Economics – Government and the macroeconomy - Monetary policy | e-Consult
Government and the macroeconomy - Monetary policy (1 questions)
Quantitative easing (QE) is a monetary policy tool used when conventional interest rate cuts are ineffective in stimulating the economy. It involves the central bank (like the Bank of England) creating new money electronically to purchase assets, typically government bonds or other financial assets, from commercial banks and other institutions.
How QE works:
- The BoE creates new money electronically.
- The BoE uses this new money to buy assets (e.g., government bonds) from commercial banks and other financial institutions.
- This increases the reserves of commercial banks.
- Banks are encouraged to lend out these excess reserves, increasing the money supply and lowering interest rates.
- Lower interest rates encourage borrowing and investment, stimulating economic activity.

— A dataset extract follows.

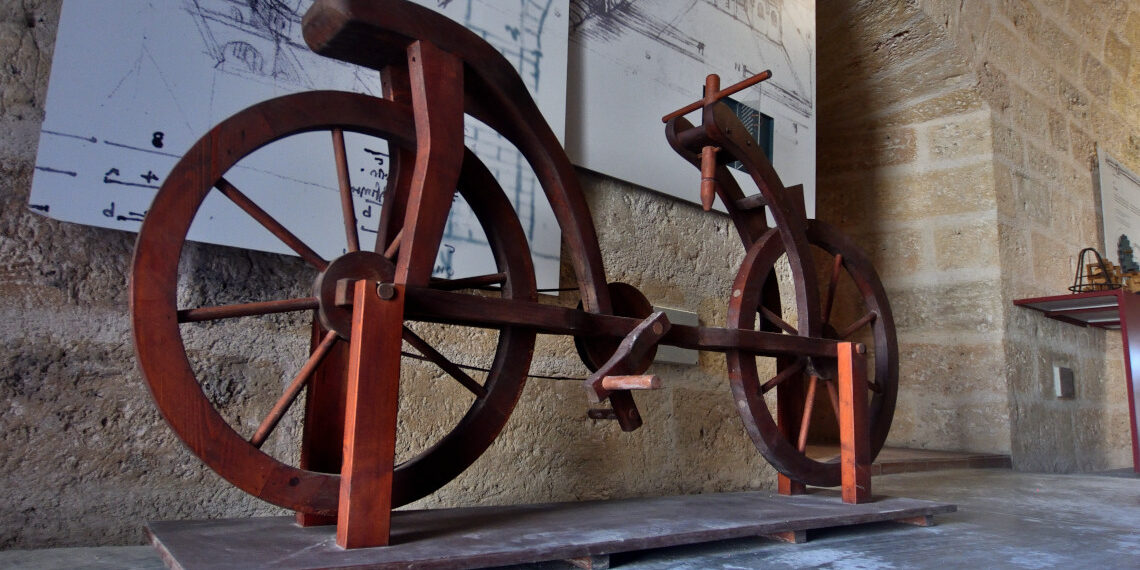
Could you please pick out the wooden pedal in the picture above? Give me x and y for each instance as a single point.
(632, 382)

Potential Benefit: One potential benefit of QE is that it can lower long-term interest rates. By purchasing government bonds, the BoE increases demand for these bonds, pushing up their prices and lowering their yields (interest rates). Lower long-term interest rates can encourage businesses to invest in long-term projects and consumers to make large purchases like houses.
Potential Drawback: One potential drawback of QE is the risk of inflation. If the money supply increases too rapidly, it can lead to inflation. While QE aims to stimulate the economy, excessive money creation could devalue the currency and cause prices to rise. Furthermore, QE can distort asset prices, creating bubbles in markets like property or stocks.